Solve nC2 = 100C98 for n, with n, 2, 100, 98 denoted

[jshaziza]

Solve the following equation for n: nC2=100C98

nC2 means n and 2 are denoted, same goes for the 100 and 98 in the next formula.

Thx. for any help.

 

[arthur ohlsten]

I assume C means "combinations"
mCp=m!/[ p![m-p]! ]

nC2 = 100C98
n!/[ 2![n-2]!] = 100!/[ 98!2!]
[n][n-1]/2 = 100[99]/2
n^2-n = 9900
n^2-n-9900=0 factor
[n-100][n+99]=0
n=100 answer
n=-99 superfluous answer
I assume n must be a positive number
Arthur

please check math

 

[jshaziza]

For the n!/[2![n-2]!], I can't figure how you got [n][n-1]/2. Could you please explain in detail how you reached that thx.

 

[Mrspi]

For the n!/[2![n-2]!], I can't figure how you got [n][n-1]/2. Could you please explain in detail how you reached that thx.

You had this:

n! / [2! (n - 2)!]

Think about what n! means. n! = n(n-1)(n -2)(n-3).....(1)
But, (n-2)(n-3).....(1) is precisely (n - 2)!

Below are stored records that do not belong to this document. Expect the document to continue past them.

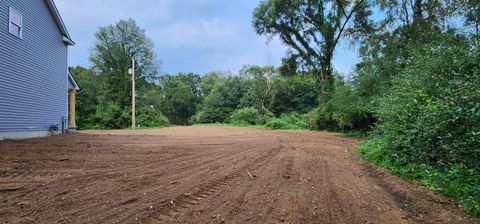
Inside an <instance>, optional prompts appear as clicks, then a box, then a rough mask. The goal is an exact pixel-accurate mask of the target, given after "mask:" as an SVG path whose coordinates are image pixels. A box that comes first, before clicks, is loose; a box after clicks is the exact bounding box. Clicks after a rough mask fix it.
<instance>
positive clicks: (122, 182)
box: [0, 127, 476, 223]
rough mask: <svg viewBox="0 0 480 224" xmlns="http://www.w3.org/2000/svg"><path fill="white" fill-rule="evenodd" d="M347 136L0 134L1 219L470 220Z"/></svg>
mask: <svg viewBox="0 0 480 224" xmlns="http://www.w3.org/2000/svg"><path fill="white" fill-rule="evenodd" d="M356 142H357V140H354V139H351V138H344V137H341V136H339V135H337V134H331V133H324V132H305V131H272V130H261V129H245V128H225V127H175V128H167V129H159V130H146V131H128V130H125V131H95V132H86V133H76V134H71V135H63V136H53V137H50V138H42V139H29V140H22V141H7V142H0V154H1V155H2V156H1V157H0V223H4V222H5V223H13V222H17V221H18V222H22V221H25V220H33V222H34V223H56V222H61V223H116V222H119V223H170V222H173V223H221V222H222V220H223V222H225V223H282V222H285V223H288V222H291V223H405V222H406V223H475V221H476V220H474V219H470V218H468V216H467V215H466V213H465V212H464V211H463V210H462V209H459V208H458V206H457V205H456V204H455V203H452V202H451V201H449V200H448V199H445V198H444V197H441V196H438V195H436V194H434V193H431V192H429V191H427V190H425V189H422V188H419V187H415V186H412V185H409V184H408V183H405V182H403V181H401V180H399V179H398V178H396V177H394V176H392V175H390V174H388V173H386V172H384V171H382V170H379V169H370V170H369V169H368V168H365V164H364V162H362V160H361V159H359V157H358V155H357V154H356V153H355V152H352V151H350V150H348V149H351V148H353V147H354V146H355V144H356ZM245 170H248V171H249V173H250V174H251V175H255V177H254V178H253V180H252V178H250V176H249V174H247V172H245ZM19 182H22V183H19Z"/></svg>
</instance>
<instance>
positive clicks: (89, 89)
mask: <svg viewBox="0 0 480 224" xmlns="http://www.w3.org/2000/svg"><path fill="white" fill-rule="evenodd" d="M69 70H70V73H71V74H72V75H73V76H74V77H75V79H76V81H77V82H78V84H79V85H80V86H81V89H80V91H78V93H77V94H76V99H77V102H76V105H75V108H76V109H75V110H76V112H77V126H78V128H79V129H81V130H84V129H89V128H94V127H95V125H96V122H95V119H96V116H95V112H96V108H97V104H98V99H97V98H98V95H99V93H100V92H101V84H100V82H99V77H98V75H97V74H95V72H94V71H93V70H91V69H87V68H84V67H81V66H77V67H71V68H69Z"/></svg>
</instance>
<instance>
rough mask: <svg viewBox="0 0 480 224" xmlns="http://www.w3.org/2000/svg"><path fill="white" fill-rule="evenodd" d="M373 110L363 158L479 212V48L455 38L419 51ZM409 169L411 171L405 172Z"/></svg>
mask: <svg viewBox="0 0 480 224" xmlns="http://www.w3.org/2000/svg"><path fill="white" fill-rule="evenodd" d="M414 58H415V60H413V62H412V63H411V65H410V66H408V67H407V68H406V69H405V70H404V71H403V72H402V74H400V76H398V77H397V78H395V79H394V81H393V87H392V89H391V90H390V92H389V93H388V94H386V95H385V96H383V97H381V98H380V99H379V100H378V102H379V107H378V110H377V114H378V119H379V125H378V127H377V128H376V130H375V132H374V134H375V135H376V136H381V137H378V139H379V140H377V142H376V143H375V144H374V145H369V146H365V147H366V148H368V149H361V148H360V149H361V151H362V150H363V151H364V154H365V155H366V157H367V158H370V159H371V160H373V161H376V162H377V163H380V164H382V165H384V166H387V167H389V168H391V169H393V170H394V171H396V172H397V173H400V174H401V175H403V176H405V177H407V178H409V179H419V180H421V181H422V182H423V183H425V184H427V185H429V186H433V187H435V188H438V189H440V190H441V191H442V192H443V193H444V194H446V195H448V196H452V197H454V198H456V199H457V200H459V201H460V202H461V203H463V204H464V205H466V206H467V207H468V208H470V210H471V212H472V213H473V214H476V215H478V214H480V190H479V188H480V163H479V161H480V64H479V63H478V62H479V61H480V48H479V47H478V46H477V47H474V48H471V47H470V46H469V44H468V43H465V42H462V41H459V40H454V41H453V42H446V43H441V44H437V45H435V46H432V47H428V48H426V49H424V51H423V52H422V53H421V54H418V55H416V57H414ZM409 168H413V169H414V170H416V171H412V170H409Z"/></svg>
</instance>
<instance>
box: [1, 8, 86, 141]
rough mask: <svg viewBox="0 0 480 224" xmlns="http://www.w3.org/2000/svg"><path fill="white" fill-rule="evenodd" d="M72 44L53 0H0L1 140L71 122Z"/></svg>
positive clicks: (21, 136) (34, 134)
mask: <svg viewBox="0 0 480 224" xmlns="http://www.w3.org/2000/svg"><path fill="white" fill-rule="evenodd" d="M72 45H74V42H73V41H72V40H71V38H70V35H69V34H68V31H67V29H66V28H65V25H64V24H63V21H62V18H61V17H60V14H59V12H58V10H57V8H56V7H55V4H54V2H53V0H0V140H1V139H6V138H24V137H38V136H46V135H49V134H51V133H52V132H51V131H52V130H54V129H56V128H55V127H58V130H57V133H58V132H64V131H66V130H68V129H69V128H75V90H78V85H77V84H76V83H75V80H74V79H73V77H72V76H71V75H70V74H69V73H68V65H67V54H68V47H69V46H72ZM69 115H70V116H69Z"/></svg>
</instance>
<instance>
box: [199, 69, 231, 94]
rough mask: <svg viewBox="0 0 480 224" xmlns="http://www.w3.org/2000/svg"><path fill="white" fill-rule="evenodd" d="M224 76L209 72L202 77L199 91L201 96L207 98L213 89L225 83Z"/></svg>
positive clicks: (200, 83)
mask: <svg viewBox="0 0 480 224" xmlns="http://www.w3.org/2000/svg"><path fill="white" fill-rule="evenodd" d="M225 79H226V78H225V75H224V74H222V73H220V72H210V73H208V74H206V75H204V76H202V79H201V83H200V89H201V91H202V96H203V97H207V96H208V95H210V93H211V92H212V90H213V88H215V86H216V85H218V84H219V83H221V82H224V81H225Z"/></svg>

So, we could think of n! as n(n-1)*(n-2)!

n(n-1)*(n-2)!
---------------
2!*(n-2)!

Divide out (n - 2)! from numerator and denominator. Now we have

n(n - 1)
--------
xx2!

But 2! is 2*1, or just 2.....

n(n - 1)
--------
xx2

 

[jshaziza]

Thx. for your clear explanation, it makes sense to me now.